In these tense times, customs agents at BWI Airport are on high alert for all threats, big or small. This month, they protected our borders from a taxidermied Atlantic puffin that a passenger brought in from Iceland.
After finding the stuffed, deceased bird on June 2, authorities called the U.S. Fish and Wildlife Service, which sent its own agents to confiscate it four days later. In a release sent out today, authorities said its transport was, somewhat ironically, illegal because it’s a migratory bird.

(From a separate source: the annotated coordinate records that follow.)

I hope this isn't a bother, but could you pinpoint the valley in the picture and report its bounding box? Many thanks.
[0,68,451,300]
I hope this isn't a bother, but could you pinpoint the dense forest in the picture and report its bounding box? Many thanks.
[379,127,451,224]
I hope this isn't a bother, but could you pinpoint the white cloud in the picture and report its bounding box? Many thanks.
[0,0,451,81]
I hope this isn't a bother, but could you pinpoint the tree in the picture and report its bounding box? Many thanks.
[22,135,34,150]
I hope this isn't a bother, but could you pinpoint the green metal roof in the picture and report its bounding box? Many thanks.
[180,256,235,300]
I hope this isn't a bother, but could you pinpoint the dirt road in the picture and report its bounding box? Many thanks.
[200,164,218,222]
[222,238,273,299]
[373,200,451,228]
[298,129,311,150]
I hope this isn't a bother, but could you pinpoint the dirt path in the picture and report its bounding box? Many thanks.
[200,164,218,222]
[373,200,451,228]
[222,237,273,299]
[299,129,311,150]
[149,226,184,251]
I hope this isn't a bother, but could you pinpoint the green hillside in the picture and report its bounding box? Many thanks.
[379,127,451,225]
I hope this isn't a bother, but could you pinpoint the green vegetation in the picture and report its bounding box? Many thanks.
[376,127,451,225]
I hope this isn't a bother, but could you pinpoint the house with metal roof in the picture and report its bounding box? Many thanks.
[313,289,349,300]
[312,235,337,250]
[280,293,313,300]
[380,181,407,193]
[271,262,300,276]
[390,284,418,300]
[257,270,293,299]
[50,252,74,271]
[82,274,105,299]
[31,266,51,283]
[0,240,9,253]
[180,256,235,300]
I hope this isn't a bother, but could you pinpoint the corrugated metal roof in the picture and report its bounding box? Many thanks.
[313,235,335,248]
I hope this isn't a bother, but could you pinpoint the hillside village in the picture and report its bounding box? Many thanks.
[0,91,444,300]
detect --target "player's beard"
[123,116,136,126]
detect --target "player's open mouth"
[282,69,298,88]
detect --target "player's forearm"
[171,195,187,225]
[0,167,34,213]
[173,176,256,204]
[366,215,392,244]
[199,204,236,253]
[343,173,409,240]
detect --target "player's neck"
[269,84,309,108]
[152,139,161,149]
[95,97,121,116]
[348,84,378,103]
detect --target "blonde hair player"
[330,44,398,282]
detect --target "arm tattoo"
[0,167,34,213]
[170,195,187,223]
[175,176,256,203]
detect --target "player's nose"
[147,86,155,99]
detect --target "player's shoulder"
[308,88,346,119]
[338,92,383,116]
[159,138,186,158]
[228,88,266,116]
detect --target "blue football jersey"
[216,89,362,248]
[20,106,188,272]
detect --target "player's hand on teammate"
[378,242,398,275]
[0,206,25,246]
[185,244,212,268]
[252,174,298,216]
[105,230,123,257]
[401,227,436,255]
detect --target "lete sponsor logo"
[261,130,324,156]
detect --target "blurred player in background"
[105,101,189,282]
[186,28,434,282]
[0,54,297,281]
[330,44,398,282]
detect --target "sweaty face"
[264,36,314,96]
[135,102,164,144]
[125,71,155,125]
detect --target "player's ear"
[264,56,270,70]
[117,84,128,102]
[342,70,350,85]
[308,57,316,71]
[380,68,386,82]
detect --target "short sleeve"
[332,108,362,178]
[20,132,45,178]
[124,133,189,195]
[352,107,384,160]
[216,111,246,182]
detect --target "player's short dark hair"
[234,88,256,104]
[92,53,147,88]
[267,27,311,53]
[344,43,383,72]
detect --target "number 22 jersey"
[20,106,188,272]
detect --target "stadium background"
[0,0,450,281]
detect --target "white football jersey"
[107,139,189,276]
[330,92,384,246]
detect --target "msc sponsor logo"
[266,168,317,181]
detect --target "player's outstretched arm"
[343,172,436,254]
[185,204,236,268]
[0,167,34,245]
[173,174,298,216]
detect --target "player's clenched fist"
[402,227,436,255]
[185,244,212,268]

The Migratory Bird Treaty Act, which took effect 99 years ago, “makes it illegal for anyone to take, possess, import, export, transport, sell, purchase, barter, or offer for sale, purchase, or barter, any migratory bird” or its parts, nests or eggs without a permit. This dead puffin fit that description, as it’s a member of a species native to the North Atlantic region that disperses to unknown areas from August through early spring, per the Audobon Society. The bird isn’t endangered, but it is considered threatened by human activity.
The passenger who tried to smuggle in the stuffed puffin was released without any penalty, the agency said.
Customs and Border Patrol agriculture specialists have been doing good work finding obscure invaders entering the United States through Baltimore’s ports. Last month, they found a globe-trotting Khapra beetle in a shipping container filled with metal screws. The insect has been known to feed on grains, cereals and other foods and severely upset the bellies of humans who eat its contaminated leftovers.
“CBP agriculture specialists are our nation’s frontline protectors of our nation’s agriculture industries,” said Dianna Bowman, the agency’s Baltimore-area port director, in a statement. “They take their job very serious.”